Moving Beyond Attacks on Latinas, Politicians Call for Immigration Solutions
The National Latina Institute for Reproductive Health (NLIRH) applauds the introduction of the Uniting American Families Act (UAFA) in both the House and Senate and we are encouraged by the record level of support for these measures.
UAFA, which would finally treat LGBT partners the same as heterosexual partners in immigration law, was reintroduced in the House and Senate by long-time equal rights advocates Rep. Jerrold Nadler (D-NY-8) and Sen. Patrick Leahy (D-VT). The legislation is backed by 98 co-sponsors in the House and 18 in the Senate, a record for the bill on reintroduction.
What does the bill do?
The major component of the bill is to add three words to current immigration law – “or permanent partner” – wherever the word “spouse” appears. This will ensure that the law treats Latinas in LGBT relationships in the same manner as those in heterosexual relationships.
In addition to the legislation, Rep. Zoe Lofgren (D-CA-16) and 48 House members asked the Department of Homeland Security (DHS) and the Department of Justice (DOJ) to stop denying LGBT green card applications and stop separating LGBT binational families. This letter is similar to one sent by the Senate last week that requested the same immediate remedy.

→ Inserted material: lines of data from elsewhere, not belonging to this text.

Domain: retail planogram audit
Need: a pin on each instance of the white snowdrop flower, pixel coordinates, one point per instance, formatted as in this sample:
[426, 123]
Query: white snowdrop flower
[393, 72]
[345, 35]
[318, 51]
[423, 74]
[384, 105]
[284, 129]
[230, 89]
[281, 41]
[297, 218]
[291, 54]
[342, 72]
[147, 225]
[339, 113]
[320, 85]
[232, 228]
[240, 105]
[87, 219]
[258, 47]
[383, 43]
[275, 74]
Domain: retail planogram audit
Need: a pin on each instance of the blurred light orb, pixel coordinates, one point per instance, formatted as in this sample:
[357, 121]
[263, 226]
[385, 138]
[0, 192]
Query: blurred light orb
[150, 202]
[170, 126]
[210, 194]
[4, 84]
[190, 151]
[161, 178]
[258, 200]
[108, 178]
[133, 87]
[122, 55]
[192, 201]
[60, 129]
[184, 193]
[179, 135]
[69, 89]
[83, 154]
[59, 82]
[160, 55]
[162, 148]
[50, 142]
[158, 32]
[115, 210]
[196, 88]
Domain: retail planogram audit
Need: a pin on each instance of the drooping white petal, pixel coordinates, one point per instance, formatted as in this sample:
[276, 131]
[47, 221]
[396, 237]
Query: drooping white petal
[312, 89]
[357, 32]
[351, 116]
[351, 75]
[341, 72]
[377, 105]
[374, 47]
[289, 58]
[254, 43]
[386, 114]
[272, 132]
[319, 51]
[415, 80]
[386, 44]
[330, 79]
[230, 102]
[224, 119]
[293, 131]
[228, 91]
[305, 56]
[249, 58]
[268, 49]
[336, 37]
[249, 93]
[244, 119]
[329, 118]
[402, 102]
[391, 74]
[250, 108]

In February President Obama sent a directive to all federal agencies clarifying that the Defense of Marriage Act (DOMA), a discriminatory law that denies recognition of same sex partnerships in federal law, is unconstitutional and he directed federal agencies to stop defending the law. Under this direction, federal agencies should stop punishing queer Latinas for their sexual orientation and should treat them equally in immigration proceedings.

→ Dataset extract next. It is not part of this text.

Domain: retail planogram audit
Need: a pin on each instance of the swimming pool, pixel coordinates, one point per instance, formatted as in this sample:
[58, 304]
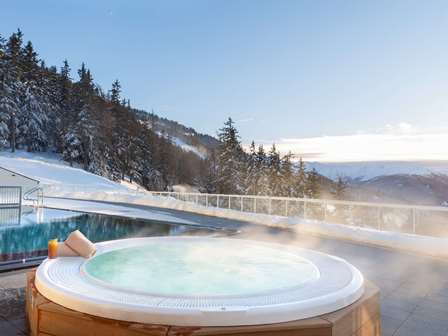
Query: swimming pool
[24, 233]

Why do LGBT issues matter for Latinas?
Yes. Immigration is extremely complex and affects the lives of all Latinas, including queer Latinas and transgender Latina(o)s. Historically, queer Latinas have been forced into exile or had their families torn apart by immigration laws regardless of legal marriage, civil unions or domestic partnerships. These Latinas are treated as “legal strangers” and along with other Latina immigrants face cruel consequences of a harsh immigration system.

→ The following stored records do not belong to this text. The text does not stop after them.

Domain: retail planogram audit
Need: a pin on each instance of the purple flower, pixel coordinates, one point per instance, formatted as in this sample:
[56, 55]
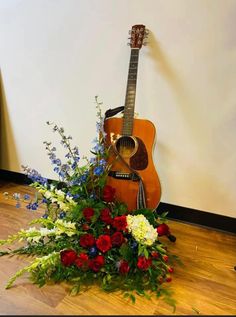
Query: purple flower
[98, 170]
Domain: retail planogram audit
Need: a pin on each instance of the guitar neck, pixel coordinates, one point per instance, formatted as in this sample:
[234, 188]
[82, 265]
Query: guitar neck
[130, 93]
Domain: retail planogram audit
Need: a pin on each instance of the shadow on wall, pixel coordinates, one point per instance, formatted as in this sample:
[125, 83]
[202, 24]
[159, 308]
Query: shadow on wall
[8, 154]
[188, 105]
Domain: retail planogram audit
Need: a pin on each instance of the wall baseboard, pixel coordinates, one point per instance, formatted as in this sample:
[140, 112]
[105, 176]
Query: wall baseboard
[179, 213]
[198, 217]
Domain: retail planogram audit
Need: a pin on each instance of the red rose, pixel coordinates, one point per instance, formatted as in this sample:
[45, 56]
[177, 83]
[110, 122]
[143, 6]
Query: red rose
[124, 267]
[85, 227]
[155, 254]
[120, 223]
[107, 231]
[143, 263]
[87, 240]
[104, 243]
[163, 230]
[108, 193]
[117, 239]
[170, 269]
[82, 260]
[106, 216]
[88, 213]
[68, 257]
[165, 258]
[96, 263]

These steps by law makers rise above current political rhetoric to solve problems for real families. They go beyond enforcement-only mandates by taking a balanced, comprehensive approach that acknowledges the central role immigrant women play in their families and communities. These measures will not only benefit queer Latinas, but also set a tone for immigration changes that respect the dignity of all families.